Facing record-level population growth and a booming job market, the city of San Francisco wants luxury developers to pay into the public transit system.

San Francisco faces a dilemma. In recent decades, population growth has far outpaced residential housing construction, creating a housing shortage for both affordable and market-rate units. The booming job market has added to the influx of commuters, overburdening an aging public transit system. The city wants to continue its program of encouraging new housing construction, but it also must find a way to mitigate the impact that growing congestion has on the transit system. Until now, downtown luxury high-rises have benefited from a multi-modal location without paying for it. "A luxury tower could advertise transit access as a perk, then dump all these new residents onto a bus and rail system that was already overloaded," writes Eric Jaffe.
To address the growing gap between population and transit capacity, the city has proposed that existing transit impact development fees be extended to market-rate residential developers. The fee proposal is part of a broader Transportation Sustainability campaign by the Planning Department: "If we don’t change our development practices and invest in transportation improvements citywide, we can expect unprecedented gridlock on our streets and crowding on our buses and trains."
But how much the fee should be is up for debate. Given the need to incentivize new construction, provide more affordable housing, and maintain a robust and reliable transit system, is the proposed fee structure effective? "The fee was set by determining how much development impacts transit in terms of cost, roughly $31 per square foot, then balancing it with the results of a fiscal feasibility study that looked at what level a fee would discourage development," writes Cory Weinberg.
Currently, such fees are paid by commercial builders, and annual revenue streams average $24 million. The new fee structure would increase that amount by 40 percent. According to Weinberg: non-residential developers would see an increase from $14 a square foot to $18.04 a square foot; the manufacturing sector (also a growth target for the city) would see only a minor fee increase, from $7.46 to $7.61 a square foot; and the newly added market-rate residential fee would be $7.74 a square foot.

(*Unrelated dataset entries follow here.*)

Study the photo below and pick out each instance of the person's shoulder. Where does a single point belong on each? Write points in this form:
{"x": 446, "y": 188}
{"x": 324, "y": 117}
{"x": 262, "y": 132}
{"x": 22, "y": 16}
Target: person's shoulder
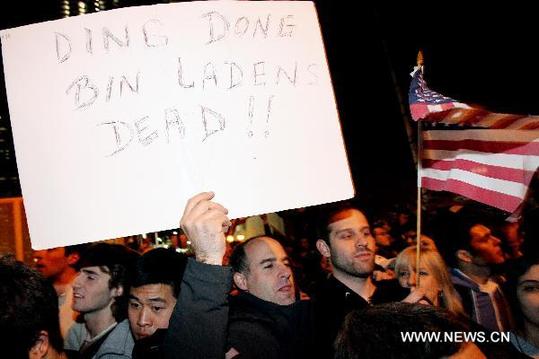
{"x": 75, "y": 336}
{"x": 119, "y": 342}
{"x": 388, "y": 291}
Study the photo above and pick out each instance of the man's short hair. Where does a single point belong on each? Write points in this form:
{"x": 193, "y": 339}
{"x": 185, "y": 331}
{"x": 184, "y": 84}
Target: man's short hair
{"x": 119, "y": 262}
{"x": 29, "y": 305}
{"x": 331, "y": 213}
{"x": 160, "y": 266}
{"x": 76, "y": 248}
{"x": 238, "y": 258}
{"x": 375, "y": 332}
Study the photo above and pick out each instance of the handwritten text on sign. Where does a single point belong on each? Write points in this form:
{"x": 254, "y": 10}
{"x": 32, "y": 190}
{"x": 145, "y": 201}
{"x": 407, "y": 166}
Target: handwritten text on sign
{"x": 119, "y": 117}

A previous attempt to impose a transit impact fee on residential development was shot down because it also targeted non-profits, medical centers and affordable housing units. The new proposal exempts these groups as well as builders with less than 20 housing units.
The fact that developers are on board with the new proposal suggests that it will still be very profitable to build luxury condos in San Francisco. "Developer acceptance is great for the plan, but it does raise the question of whether the 'not unreasonable' fee might, in fact, be a bit too reasonable," says Jaffe.